Baku, Azerbaijan, Feb. 16
Senator Chris Back, during his speech in Australia’s Parliament, drew special attention to the Khojaly massacre, committed by Armenians against Azerbaijani civilians.
“In two weeks time the people of Azerbaijan will remember the 25th anniversary of what has been one of the more bloody events in their country’s history, when more than 600 civilians, including women and children, were killed,” said the Australian senator. “This event took place on 25 and 26 February 1992, when the forces of the Armenian side, with the support of troops of the then-USSR, seized the town, a town of some 23,000 people.”
On February 25-26, 1992, the Armenian armed forces, together with the 366th infantry regiment of Soviet troops, stationed in Khankendi, committed an act of genocide against the population of the Azerbaijani town of Khojaly. As many as 613 people, including 63 children, 106 women and 70 old people were killed as a result of the massacre. Eight families were totally exterminated, 130 children lost one parent and 25 children lost both. A total of 487 civilians became disabled as a result of the onslaught. Some 1,275 innocent residents were taken hostage, while the fate of 150 people still remains unknown.
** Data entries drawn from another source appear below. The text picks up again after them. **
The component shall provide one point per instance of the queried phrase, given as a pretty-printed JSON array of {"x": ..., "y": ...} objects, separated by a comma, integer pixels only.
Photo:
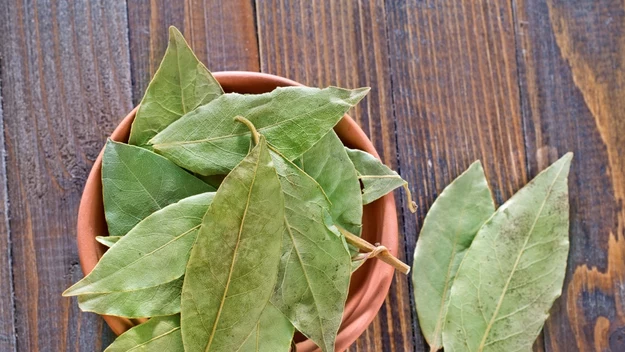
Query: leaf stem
[
  {"x": 380, "y": 252},
  {"x": 250, "y": 125}
]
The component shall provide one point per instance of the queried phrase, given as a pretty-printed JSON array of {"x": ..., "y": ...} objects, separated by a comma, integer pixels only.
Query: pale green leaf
[
  {"x": 233, "y": 266},
  {"x": 328, "y": 163},
  {"x": 157, "y": 334},
  {"x": 108, "y": 241},
  {"x": 209, "y": 141},
  {"x": 273, "y": 333},
  {"x": 514, "y": 269},
  {"x": 447, "y": 232},
  {"x": 151, "y": 254},
  {"x": 315, "y": 270},
  {"x": 152, "y": 301},
  {"x": 377, "y": 179},
  {"x": 137, "y": 182},
  {"x": 180, "y": 85}
]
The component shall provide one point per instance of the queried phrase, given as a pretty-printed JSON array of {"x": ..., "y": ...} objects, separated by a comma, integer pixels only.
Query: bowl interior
[{"x": 369, "y": 284}]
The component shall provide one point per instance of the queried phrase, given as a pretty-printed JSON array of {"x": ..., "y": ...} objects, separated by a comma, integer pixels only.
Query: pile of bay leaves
[
  {"x": 224, "y": 212},
  {"x": 484, "y": 279}
]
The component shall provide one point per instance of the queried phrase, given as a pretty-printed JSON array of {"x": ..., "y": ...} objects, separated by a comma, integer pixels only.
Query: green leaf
[
  {"x": 233, "y": 266},
  {"x": 513, "y": 270},
  {"x": 315, "y": 267},
  {"x": 377, "y": 179},
  {"x": 157, "y": 334},
  {"x": 137, "y": 182},
  {"x": 153, "y": 253},
  {"x": 273, "y": 333},
  {"x": 180, "y": 85},
  {"x": 108, "y": 241},
  {"x": 209, "y": 141},
  {"x": 447, "y": 232},
  {"x": 137, "y": 303},
  {"x": 328, "y": 163}
]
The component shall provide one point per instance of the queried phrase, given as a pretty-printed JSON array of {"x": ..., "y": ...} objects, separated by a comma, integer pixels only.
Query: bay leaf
[
  {"x": 209, "y": 141},
  {"x": 233, "y": 266},
  {"x": 108, "y": 241},
  {"x": 161, "y": 241},
  {"x": 377, "y": 179},
  {"x": 151, "y": 301},
  {"x": 273, "y": 333},
  {"x": 447, "y": 232},
  {"x": 315, "y": 266},
  {"x": 514, "y": 269},
  {"x": 157, "y": 334},
  {"x": 181, "y": 84},
  {"x": 137, "y": 182},
  {"x": 328, "y": 163}
]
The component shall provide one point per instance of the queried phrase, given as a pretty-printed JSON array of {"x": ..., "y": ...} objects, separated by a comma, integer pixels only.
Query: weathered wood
[
  {"x": 7, "y": 301},
  {"x": 572, "y": 71},
  {"x": 65, "y": 85},
  {"x": 222, "y": 34},
  {"x": 456, "y": 99},
  {"x": 344, "y": 43}
]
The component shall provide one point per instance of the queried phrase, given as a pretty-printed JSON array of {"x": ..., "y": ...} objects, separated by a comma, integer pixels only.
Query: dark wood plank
[
  {"x": 344, "y": 43},
  {"x": 222, "y": 34},
  {"x": 456, "y": 98},
  {"x": 572, "y": 74},
  {"x": 7, "y": 318},
  {"x": 65, "y": 85}
]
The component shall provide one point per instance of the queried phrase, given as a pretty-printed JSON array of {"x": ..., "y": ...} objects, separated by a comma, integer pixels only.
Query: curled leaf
[
  {"x": 447, "y": 232},
  {"x": 181, "y": 84},
  {"x": 513, "y": 270}
]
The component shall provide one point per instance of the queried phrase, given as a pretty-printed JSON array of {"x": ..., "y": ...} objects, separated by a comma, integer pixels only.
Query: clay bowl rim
[{"x": 370, "y": 284}]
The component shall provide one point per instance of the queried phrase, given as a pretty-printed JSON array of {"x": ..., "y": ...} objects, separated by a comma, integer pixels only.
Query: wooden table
[{"x": 515, "y": 83}]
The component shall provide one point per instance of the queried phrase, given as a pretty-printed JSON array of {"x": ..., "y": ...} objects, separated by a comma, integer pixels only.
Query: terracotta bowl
[{"x": 369, "y": 285}]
“This is a humanitarian crisis of the worst form. We know that without successful mediation, ceasefire violations and renewed tensions will continue to threaten to reignite a military conflict in this place, as it will in others, between these countries and in this particular case that will only serve to destabilize the Caucasus region,” Back noted.
“The area is now controlled by Armenia, and obviously ethnic Azerbaijanis believe they should have the opportunity to reside in this place,” he said.
“The deaths that occurred were desperately unfortunate — children, women, elderly people — and people were taken hostage. It behooves all of us through the UN and other agencies to try and stop events of this type,” added the Australian senator.
The conflict between the two South Caucasus countries began in 1988 when Armenia made territorial claims against Azerbaijan. As a result of the ensuing war, in 1992 Armenian armed forces occupied 20 percent of Azerbaijan, including the Nagorno-Karabakh region and seven surrounding districts.
The 1994 ceasefire agreement was followed by peace negotiations. Armenia has not yet implemented four UN Security Council resolutions on withdrawal of its armed forces from the Nagorno-Karabakh and the surrounding districts.